One of the enduring strengths of Sixteen Candles is the casting of its lead roles. Ringwald and Hall were fifteen years old for the duration of filming, teenage actors playing teenagers super rare in movies. Ringwald exhibits a star quality that combines beauty, passion and fashion forwardness, while Hall exudes confidence in the face of total ineptitude. Never before in a youth movie had a hapless misfit succeeded in sharing this much dialogue with the princess who’s clearly out of his league. It’s a credit to Hughes that his script gives both characters goals that are easily relatable. The joy is watching Ringwald and Hall’s characters use their charisma to work toward those. Had Hughes known how good Ringwald and Hall would be, he might’ve written a tighter script pairing Sam and the Geek on what she thinks is the worst day of her life, granting them both more screen time. Instead, Hughes overloads the movie with farce involving adults, particularly Sam’s grandparents (Edward Andrews, Billie Bird, Max Showalter, Carole Cook) and a dinner between her parents (Paul Dooley and Carlin Glynn) and their new in-laws from hell. These not only belong in another movie, but worse, they aren’t funny.
Classroom moments and Joan Cusack’s nearly-silent performance as a gangly teen wearing a neck brace are laugh-out-loud funny.

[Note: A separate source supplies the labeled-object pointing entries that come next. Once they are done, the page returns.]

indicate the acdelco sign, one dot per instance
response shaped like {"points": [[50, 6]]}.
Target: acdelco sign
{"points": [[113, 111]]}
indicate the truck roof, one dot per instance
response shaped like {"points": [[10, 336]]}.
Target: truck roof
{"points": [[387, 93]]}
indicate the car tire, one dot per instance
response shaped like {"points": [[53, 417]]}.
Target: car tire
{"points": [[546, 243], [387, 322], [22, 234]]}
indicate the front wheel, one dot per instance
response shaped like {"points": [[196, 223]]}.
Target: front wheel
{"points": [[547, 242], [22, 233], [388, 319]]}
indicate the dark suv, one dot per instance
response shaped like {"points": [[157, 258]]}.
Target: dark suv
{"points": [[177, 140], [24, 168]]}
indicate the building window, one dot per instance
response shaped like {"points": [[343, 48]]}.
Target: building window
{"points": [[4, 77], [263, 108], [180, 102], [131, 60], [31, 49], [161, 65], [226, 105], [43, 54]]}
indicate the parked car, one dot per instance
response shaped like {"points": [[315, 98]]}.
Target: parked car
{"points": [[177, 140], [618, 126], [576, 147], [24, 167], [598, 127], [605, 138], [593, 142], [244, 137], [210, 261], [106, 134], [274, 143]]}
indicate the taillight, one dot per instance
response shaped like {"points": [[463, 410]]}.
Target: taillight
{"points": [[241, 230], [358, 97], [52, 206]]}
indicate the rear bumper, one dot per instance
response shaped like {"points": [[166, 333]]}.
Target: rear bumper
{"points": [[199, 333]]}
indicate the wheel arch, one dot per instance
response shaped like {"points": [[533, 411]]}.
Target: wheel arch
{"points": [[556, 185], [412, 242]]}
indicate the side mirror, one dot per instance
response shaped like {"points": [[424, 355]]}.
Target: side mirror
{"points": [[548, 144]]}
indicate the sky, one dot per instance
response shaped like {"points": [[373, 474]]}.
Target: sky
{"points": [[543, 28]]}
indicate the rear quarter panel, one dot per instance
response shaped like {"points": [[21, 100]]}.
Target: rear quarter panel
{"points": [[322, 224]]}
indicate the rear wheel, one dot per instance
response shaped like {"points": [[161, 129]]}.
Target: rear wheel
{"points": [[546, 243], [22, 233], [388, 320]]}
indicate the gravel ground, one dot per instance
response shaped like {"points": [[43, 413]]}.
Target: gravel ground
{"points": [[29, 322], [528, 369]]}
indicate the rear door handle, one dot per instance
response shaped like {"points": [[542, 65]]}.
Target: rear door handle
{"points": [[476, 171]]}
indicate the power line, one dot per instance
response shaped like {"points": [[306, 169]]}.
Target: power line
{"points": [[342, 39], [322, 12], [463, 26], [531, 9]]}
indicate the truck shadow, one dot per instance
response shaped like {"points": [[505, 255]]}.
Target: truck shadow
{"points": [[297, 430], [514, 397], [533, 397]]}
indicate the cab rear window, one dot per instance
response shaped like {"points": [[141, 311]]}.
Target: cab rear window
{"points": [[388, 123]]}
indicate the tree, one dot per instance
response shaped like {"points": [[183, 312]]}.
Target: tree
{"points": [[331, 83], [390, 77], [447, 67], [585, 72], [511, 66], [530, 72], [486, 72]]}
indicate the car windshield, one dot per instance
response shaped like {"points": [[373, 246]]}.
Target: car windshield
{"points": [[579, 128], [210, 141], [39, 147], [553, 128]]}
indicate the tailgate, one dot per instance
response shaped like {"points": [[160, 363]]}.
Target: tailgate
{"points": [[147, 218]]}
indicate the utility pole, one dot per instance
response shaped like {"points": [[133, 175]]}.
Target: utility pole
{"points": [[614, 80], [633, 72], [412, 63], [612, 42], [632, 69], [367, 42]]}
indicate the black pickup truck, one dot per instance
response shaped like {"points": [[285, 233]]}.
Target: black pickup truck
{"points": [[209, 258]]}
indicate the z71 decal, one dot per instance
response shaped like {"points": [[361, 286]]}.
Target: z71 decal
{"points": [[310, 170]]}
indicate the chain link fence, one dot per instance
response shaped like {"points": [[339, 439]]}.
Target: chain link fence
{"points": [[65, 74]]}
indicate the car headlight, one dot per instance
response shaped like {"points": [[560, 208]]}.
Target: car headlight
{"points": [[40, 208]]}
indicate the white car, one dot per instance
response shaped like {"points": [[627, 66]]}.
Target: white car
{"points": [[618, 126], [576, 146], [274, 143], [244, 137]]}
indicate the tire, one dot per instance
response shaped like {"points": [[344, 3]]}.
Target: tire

Hughes trained his ear for New Wave music on this picture and while the soundtrack is weirdly eclectic, Kajagoogoo, Oingo Boingo, The Specials, and Billy Idol are featured, with The Stray Cats covering “Sixteen Candles.” The film came under fire immediately from Asian American groups for its depiction of exchange student “Long Duk Dong,” which actor Gedde Watanabe defended for being the hardest-partying character in the movie as opposed to a stereotype. Watanabe makes a solid point, but what was ignored at the time is Hughes’ loose attitude toward date rape, implying that catatonic women being taken advantage of is funny. The first time this occurs, it could be considered bad taste, but the second time establishes a pattern that even without the clownish adult characters, make the movie difficult to enjoy all the way through. Hughes would mature as both a writer and director, the iconic final shot of Ringwald and Schoeffling setting the stage for better work to come.
Video rental category: Romantic Comedy
Special interest: School Days
Great review Joe! I hadn't realized how quickly Hughes wrote all those scripts, or how much of his own unique vision was responsible for getting these actors started in such roles. Amazing how much influence one person can have on the field, or at least, could have back then.